AG nominee vows to let Mueller finish job
At hearing, Barr says he won’t be ‘bullied’ — even by president
WASHINGTON — William Barr, President Donald Trump’s nominee for attorney general, assured senators at his confirmation hearing Tuesday that he will permit the special counsel, Robert Mueller, to complete the Russia investigation and said he is determined to resist any pressure from Trump to use law enforcement for political purposes.
Barr, whose confirmation seems virtually assured, pointed to his age and background — he also served as attorney general from 1991 to 1993 — as buffers to potential intrusions on the Justice Department’s traditional independence. He suggested he had no further political aspirations that might cloud his judgment, the way that future ambitions might give pause to a younger nominee, as well as the experience to fight political interference.

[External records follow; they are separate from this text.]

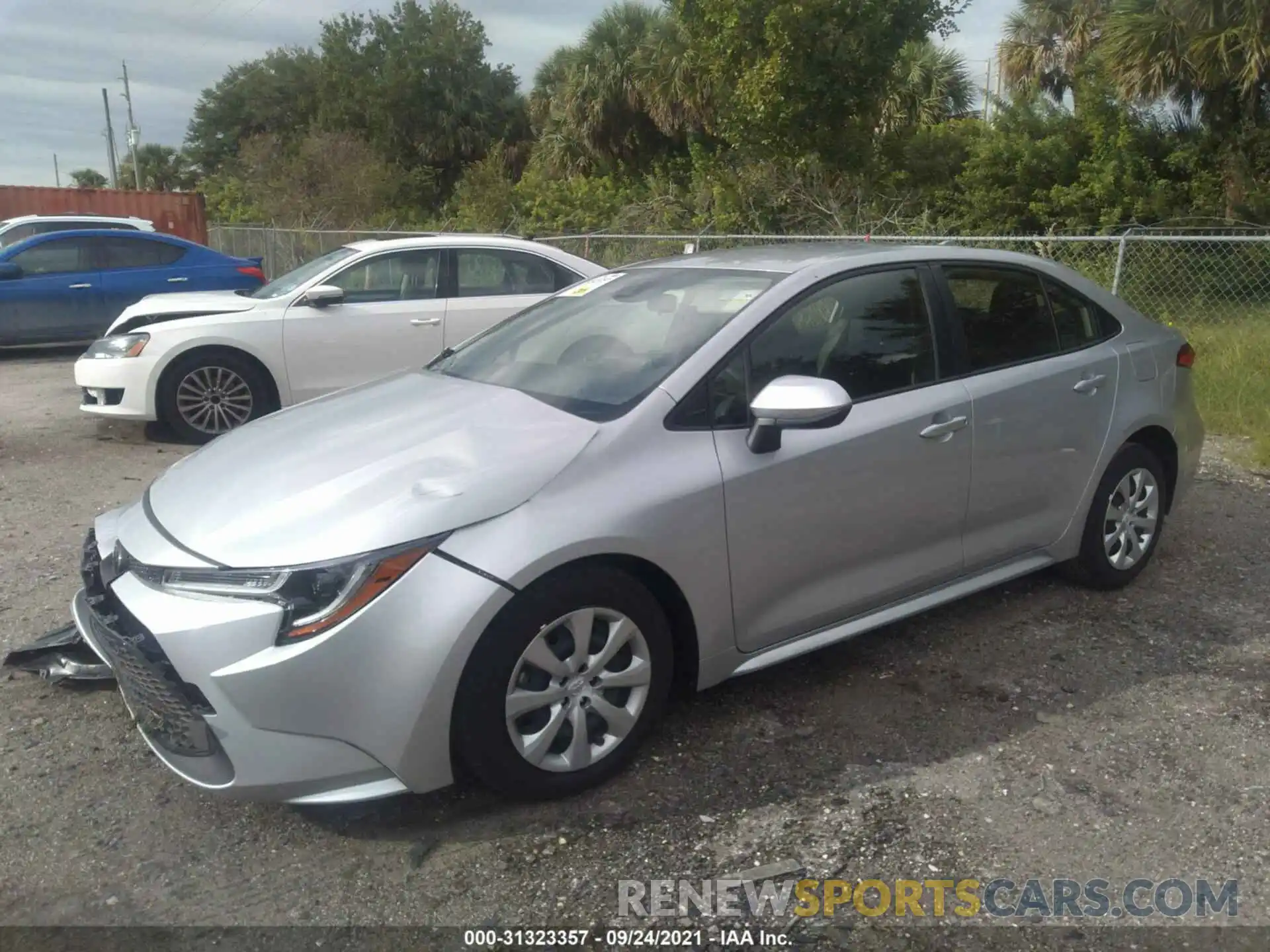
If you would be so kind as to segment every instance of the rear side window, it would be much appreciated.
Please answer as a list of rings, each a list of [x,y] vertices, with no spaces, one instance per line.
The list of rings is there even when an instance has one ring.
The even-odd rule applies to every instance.
[[[847,277],[795,303],[714,377],[711,423],[748,423],[749,401],[789,374],[836,381],[856,401],[933,383],[935,340],[917,272]]]
[[[1054,311],[1054,326],[1058,329],[1058,343],[1063,350],[1074,350],[1106,340],[1120,329],[1116,319],[1101,307],[1048,278],[1045,293],[1049,296],[1050,310]]]
[[[578,281],[565,279],[561,270],[573,273],[546,258],[504,248],[460,248],[455,260],[458,297],[550,294]]]
[[[1059,352],[1040,275],[1005,268],[945,267],[944,277],[965,333],[972,372]]]
[[[4,235],[0,235],[0,248],[17,245],[19,241],[25,241],[34,234],[36,234],[34,225],[14,225]]]
[[[161,268],[166,264],[175,264],[185,256],[185,249],[180,245],[169,245],[166,241],[150,241],[149,239],[93,239],[100,255],[102,268]]]
[[[19,251],[9,259],[23,274],[62,274],[90,269],[83,239],[53,239]]]

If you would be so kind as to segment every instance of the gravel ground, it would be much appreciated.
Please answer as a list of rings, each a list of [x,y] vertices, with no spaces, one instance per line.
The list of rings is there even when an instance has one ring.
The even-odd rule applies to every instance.
[[[65,623],[93,517],[187,452],[79,414],[72,359],[0,355],[4,650]],[[1041,574],[729,682],[558,803],[467,787],[325,812],[222,802],[151,757],[113,691],[3,674],[0,924],[585,928],[615,922],[620,878],[790,861],[814,878],[1237,878],[1240,915],[1217,919],[1270,925],[1267,486],[1210,447],[1133,588]],[[1270,947],[1262,929],[1140,928],[1161,916],[952,919],[848,909],[789,934]]]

“I am in a position in life where I can provide the leadership necessary to protect the independence and reputation of the department,” Barr, 68, told the Senate Judiciary Committee, adding that he would not hesitate to resign if Trump pushed him to act improperly.
“I will not be bullied into doing anything I think is wrong — by anybody, whether it be editorial boards or Congress or the president,” Barr said. “I’m going to do what I think is right.”
He also pledged that he would refuse any order from Trump either to fire Mueller without good cause in violation of regulations or to rescind those rules first.
Barr’s first stint as attorney general came under President George H.W. Bush, who was known for his measured approach. If confirmed, Barr would serve under a president hardly known for his self-restraint. Trump repeatedly excoriated former Attorney General Jeff Sessions for recusing himself from the Russia investigation, which Trump called a “witch hunt,” and pushed him to open criminal investigations into his political adversaries like Hillary Clinton.
Over hours of testimony, Barr calmly displayed a fluent grasp of policy and smoothly responded to senators of both parties, demonstrating his long experience as a Washington hand and member of the Republican legal establishment. He is widely expected to be confirmed, both because Republicans control the Senate and because Democrats are deeply suspicious of Matthew G. Whitaker, the acting attorney general whom Trump installed after ousting Sessions in November.
Asked by Sen. Richard Durbin, D-Ill., why as a “rational person” he would want the job after seeing Trump’s “unrelenting criticism” of Sessions, Barr portrayed himself as an institutionalist.
“Because I love the department and all its components, including the FBI,” Barr said. “I think they are critical institutions that are essential to preserving the rule of law, which is the heartbeat of this country.”
Barr’s testimony also touched on many other issues.
Regarding Trump’s demand for funding for a border wall, which has prompted the longest government shutdown in American histor, he expressed qualified support for expanding barriers along the Mexican border where they could be part of “common-sense” immigration enforcement, but he sidestepped questions about whether Trump could lawfully redirect military funds to build a wall without congressional authorization, as the president has threatened to invoke emergency powers to do.
Early in the hearing, Sen. Lindsey Graham, R-S.C., the committee’s new chairman, brought up the FBI’s newly revealed counterintelligence investigation into whether the president was working with the Russians, asking incredulously whether Barr had “heard of such a thing in all the time you have been associated with the department.”
When Barr answered that he had not, Graham sought and obtained his assurance that he would look into who opened the investigation.
Later, Barr also defended as “entirely proper” his decision to write an unsolicited, lengthy memo to the Trump administration legal team in June arguing that laws against obstruction of justice cannot criminalize a president’s use of his constitutional powers — like when Trump fired James Comey as FBI director.